I started wanting to be a DM as I ended high school. I started with a test run for my dad, where as per normal, he skipped parts of my carefully crafted castle and did stuff all not as intended, but it went well. Then, as my friends and I all graduated, I wanted to play D&D with them and figured that if they all hated it, we weren’t all forced to be in the same building for 8 hours a day, so it couldn’t go that badly. We ran a test one-shot to get the grasp of rolling a d20 and adding numbers to do stuff, and then went into a campaign. So far it’s going well, although my three players are all going to one college and I’m going to another, but the Internet is now a thing and video streaming/online platforms exist for a reason. We’re all learning stuff here. As my first time running in a city, I’m learning that I just need to prep around 10 tavern names per session, just in case they run around on a bard hunt again, and they’re all learning how one actually does stuff in character/90% of what you do is just rolling a d20. As someone who hasn’t played infinite hours but has listened to probably the equivalent of days of playing, I’m not having a problem explaining stuff like Charisma checks or damage dice. Occasionally I have to look things up, such as the price of various common goods so I can create prices for semi-obnoxious fancy hats, but I’m learning more about the mechanics and how stuff works in game as my players learn.
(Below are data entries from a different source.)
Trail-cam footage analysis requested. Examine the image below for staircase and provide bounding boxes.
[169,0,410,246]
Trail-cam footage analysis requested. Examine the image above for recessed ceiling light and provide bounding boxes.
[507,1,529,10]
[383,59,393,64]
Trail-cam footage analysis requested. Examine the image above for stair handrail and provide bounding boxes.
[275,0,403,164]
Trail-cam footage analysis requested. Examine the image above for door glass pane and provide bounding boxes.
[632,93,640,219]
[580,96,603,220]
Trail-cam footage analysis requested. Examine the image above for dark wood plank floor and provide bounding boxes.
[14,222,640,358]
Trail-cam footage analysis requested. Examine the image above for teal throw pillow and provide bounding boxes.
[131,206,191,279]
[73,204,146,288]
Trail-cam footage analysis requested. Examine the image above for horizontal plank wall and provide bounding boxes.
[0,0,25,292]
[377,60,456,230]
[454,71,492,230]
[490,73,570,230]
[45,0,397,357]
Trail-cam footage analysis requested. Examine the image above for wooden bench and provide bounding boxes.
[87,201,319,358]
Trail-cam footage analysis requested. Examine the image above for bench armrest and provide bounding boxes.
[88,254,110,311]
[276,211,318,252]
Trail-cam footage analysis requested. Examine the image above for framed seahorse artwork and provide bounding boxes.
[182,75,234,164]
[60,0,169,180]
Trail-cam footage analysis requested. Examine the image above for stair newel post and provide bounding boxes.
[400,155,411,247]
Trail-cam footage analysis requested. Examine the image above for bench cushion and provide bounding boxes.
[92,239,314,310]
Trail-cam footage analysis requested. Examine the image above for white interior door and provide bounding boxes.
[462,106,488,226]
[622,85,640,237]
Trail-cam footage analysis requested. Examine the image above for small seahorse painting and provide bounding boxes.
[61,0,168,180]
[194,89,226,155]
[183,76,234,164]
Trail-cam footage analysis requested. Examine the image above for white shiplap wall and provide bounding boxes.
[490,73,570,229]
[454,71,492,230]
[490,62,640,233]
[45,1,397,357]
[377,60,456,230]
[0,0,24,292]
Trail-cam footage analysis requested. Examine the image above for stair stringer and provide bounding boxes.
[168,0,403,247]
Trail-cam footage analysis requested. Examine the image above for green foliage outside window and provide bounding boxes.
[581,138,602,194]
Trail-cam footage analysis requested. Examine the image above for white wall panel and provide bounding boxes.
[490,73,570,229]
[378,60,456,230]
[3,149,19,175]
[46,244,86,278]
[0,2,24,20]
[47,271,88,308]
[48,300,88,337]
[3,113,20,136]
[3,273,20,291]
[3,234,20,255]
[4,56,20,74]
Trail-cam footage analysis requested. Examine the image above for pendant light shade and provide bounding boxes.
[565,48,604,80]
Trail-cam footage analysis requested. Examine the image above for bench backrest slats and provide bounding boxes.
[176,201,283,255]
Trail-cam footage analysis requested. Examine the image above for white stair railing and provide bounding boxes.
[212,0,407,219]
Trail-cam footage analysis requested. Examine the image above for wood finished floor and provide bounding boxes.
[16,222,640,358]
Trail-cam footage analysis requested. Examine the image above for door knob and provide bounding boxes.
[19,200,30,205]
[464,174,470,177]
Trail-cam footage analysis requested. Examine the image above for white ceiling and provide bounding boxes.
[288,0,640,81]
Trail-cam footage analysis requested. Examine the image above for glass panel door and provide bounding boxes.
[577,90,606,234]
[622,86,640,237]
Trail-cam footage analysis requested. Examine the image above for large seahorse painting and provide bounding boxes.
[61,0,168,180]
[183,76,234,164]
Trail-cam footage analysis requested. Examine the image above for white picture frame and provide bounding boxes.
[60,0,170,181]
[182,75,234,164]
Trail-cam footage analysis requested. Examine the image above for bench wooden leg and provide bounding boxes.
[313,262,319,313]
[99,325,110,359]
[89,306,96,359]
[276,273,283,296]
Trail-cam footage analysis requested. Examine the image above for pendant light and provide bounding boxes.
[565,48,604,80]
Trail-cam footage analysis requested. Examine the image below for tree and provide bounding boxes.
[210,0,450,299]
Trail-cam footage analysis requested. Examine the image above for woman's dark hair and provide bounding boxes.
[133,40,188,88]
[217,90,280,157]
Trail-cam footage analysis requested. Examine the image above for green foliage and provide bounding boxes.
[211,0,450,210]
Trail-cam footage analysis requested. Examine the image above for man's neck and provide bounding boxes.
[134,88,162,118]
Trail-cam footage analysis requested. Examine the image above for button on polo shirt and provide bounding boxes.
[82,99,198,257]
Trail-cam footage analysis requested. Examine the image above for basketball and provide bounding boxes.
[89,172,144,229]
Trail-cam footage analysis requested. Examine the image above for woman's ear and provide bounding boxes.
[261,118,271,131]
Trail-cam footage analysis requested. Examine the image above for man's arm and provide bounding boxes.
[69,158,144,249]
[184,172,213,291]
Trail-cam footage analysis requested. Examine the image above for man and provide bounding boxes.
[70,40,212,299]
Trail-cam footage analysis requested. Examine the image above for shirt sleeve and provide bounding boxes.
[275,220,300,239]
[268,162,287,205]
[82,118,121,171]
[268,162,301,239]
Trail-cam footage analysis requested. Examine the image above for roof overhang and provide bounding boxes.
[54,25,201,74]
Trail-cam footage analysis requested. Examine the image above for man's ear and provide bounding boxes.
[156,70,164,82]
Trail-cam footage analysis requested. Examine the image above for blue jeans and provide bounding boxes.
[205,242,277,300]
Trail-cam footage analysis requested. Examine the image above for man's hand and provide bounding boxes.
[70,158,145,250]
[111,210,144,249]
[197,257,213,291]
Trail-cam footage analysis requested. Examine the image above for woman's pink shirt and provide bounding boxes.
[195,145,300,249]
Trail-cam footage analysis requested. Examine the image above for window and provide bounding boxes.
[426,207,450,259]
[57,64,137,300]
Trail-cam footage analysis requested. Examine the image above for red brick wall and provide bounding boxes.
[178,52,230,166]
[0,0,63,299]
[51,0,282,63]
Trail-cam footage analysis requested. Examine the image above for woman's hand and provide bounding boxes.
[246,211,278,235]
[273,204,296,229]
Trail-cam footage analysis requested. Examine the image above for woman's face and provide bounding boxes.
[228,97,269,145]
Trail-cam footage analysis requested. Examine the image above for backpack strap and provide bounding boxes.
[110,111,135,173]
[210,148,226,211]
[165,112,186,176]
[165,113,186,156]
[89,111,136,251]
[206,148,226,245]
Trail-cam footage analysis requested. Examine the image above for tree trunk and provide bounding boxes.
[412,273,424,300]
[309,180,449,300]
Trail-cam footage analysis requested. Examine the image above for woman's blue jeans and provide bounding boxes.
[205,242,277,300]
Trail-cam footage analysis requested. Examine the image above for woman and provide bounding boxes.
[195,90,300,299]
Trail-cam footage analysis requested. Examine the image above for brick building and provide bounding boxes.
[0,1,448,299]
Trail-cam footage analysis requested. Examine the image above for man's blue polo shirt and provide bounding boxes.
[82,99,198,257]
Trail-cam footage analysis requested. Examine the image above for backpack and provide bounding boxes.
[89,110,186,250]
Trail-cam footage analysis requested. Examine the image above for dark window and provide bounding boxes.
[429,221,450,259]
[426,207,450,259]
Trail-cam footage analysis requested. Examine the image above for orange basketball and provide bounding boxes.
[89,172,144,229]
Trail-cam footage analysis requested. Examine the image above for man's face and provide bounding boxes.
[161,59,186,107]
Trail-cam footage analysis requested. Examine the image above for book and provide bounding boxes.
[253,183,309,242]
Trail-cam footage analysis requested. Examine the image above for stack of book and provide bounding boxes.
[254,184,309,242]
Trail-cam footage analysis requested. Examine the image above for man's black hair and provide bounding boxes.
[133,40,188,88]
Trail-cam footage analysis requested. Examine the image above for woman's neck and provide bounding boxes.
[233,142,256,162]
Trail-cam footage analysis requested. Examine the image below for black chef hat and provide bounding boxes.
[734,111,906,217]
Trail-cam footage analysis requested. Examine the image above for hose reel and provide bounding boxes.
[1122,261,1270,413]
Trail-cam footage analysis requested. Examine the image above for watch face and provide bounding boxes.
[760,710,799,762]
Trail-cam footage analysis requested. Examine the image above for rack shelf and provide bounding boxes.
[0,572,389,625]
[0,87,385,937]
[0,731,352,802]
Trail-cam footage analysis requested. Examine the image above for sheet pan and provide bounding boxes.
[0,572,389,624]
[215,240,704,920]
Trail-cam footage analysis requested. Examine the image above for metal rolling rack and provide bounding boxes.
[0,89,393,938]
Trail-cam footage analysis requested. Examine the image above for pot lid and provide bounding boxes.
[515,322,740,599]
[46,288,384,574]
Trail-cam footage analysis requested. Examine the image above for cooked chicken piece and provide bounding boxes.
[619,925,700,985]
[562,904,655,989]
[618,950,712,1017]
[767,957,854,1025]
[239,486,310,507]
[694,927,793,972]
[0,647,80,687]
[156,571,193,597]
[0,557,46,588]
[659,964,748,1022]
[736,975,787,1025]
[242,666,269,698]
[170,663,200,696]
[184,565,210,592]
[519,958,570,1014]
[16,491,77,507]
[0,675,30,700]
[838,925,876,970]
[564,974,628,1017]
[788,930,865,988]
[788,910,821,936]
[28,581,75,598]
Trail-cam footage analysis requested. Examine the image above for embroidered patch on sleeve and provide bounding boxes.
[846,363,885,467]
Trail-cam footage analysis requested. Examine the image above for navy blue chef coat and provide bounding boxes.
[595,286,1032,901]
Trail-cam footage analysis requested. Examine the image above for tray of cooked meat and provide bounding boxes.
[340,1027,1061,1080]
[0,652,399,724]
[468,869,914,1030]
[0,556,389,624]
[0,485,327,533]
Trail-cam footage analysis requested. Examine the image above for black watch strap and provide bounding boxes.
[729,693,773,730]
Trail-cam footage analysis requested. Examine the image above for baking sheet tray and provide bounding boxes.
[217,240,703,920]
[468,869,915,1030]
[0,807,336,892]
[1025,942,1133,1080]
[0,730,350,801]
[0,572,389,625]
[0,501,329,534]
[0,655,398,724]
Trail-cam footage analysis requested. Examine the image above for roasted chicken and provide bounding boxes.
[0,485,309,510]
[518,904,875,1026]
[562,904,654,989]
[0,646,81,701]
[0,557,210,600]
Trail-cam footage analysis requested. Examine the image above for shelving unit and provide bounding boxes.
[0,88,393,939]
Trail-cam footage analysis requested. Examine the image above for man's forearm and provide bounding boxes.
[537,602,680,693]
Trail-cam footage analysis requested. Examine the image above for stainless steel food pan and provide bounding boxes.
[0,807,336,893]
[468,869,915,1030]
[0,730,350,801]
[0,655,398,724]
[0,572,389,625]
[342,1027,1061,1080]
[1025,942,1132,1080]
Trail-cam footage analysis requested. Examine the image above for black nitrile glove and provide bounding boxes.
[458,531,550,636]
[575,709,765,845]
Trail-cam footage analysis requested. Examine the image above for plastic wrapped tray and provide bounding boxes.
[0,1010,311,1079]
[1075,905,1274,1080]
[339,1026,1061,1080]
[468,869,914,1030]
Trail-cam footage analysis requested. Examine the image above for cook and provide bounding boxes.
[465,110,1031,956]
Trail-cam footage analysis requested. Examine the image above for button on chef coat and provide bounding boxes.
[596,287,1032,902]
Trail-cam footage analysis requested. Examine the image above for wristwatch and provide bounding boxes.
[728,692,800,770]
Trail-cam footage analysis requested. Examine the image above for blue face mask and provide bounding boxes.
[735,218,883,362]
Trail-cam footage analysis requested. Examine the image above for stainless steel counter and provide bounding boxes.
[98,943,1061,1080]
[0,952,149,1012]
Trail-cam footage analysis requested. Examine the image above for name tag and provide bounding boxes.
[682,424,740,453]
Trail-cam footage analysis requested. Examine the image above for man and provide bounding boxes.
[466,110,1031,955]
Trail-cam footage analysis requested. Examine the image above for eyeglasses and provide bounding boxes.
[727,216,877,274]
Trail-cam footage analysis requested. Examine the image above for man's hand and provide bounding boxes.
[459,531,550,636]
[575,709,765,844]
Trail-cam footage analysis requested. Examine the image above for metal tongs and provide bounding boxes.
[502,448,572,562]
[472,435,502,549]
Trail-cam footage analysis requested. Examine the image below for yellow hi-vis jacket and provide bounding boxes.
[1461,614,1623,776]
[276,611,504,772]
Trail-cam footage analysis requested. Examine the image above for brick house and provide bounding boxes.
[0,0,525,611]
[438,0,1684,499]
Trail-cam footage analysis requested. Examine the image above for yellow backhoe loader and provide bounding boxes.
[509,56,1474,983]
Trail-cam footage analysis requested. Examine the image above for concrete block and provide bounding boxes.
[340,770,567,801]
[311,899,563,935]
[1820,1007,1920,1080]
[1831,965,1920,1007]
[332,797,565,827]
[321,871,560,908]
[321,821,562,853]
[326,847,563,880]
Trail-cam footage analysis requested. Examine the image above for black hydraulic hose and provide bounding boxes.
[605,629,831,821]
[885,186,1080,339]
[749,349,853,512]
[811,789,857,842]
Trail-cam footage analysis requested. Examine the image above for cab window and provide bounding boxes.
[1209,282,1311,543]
I personally haven’t experienced anything negative about gaming so far in my life. I mean, my twelve-year-old cousin just said that it’s a weird nerd thing when I was talking about it at summer vacation, but that’s not really insulting. Part of the difference for me could be that I only started recently heavily playing, and I don’t interact about it much outside of my gaming group and my family. D&D, especially with the advent of 5e, has also become more of a mainstream concept, with the Stranger Things kids playing it and the release of the starter set. I mean, I went to a small school surrounded by cornfields and woods, and I saw a guy with the starter set playing a little at lunch. Even people who don’t 100% understand D&D in my church are nice about it, or are just confused at my d20 necklace. I’m aware that there is a segment of the population who thinks roleplaying games are evil, and a section who thinks that girls don’t belong, but no matter what they think, I’m going to keep playing my buff halfling barbarian lady and trying to find a way to create a cleric of the tempest, too.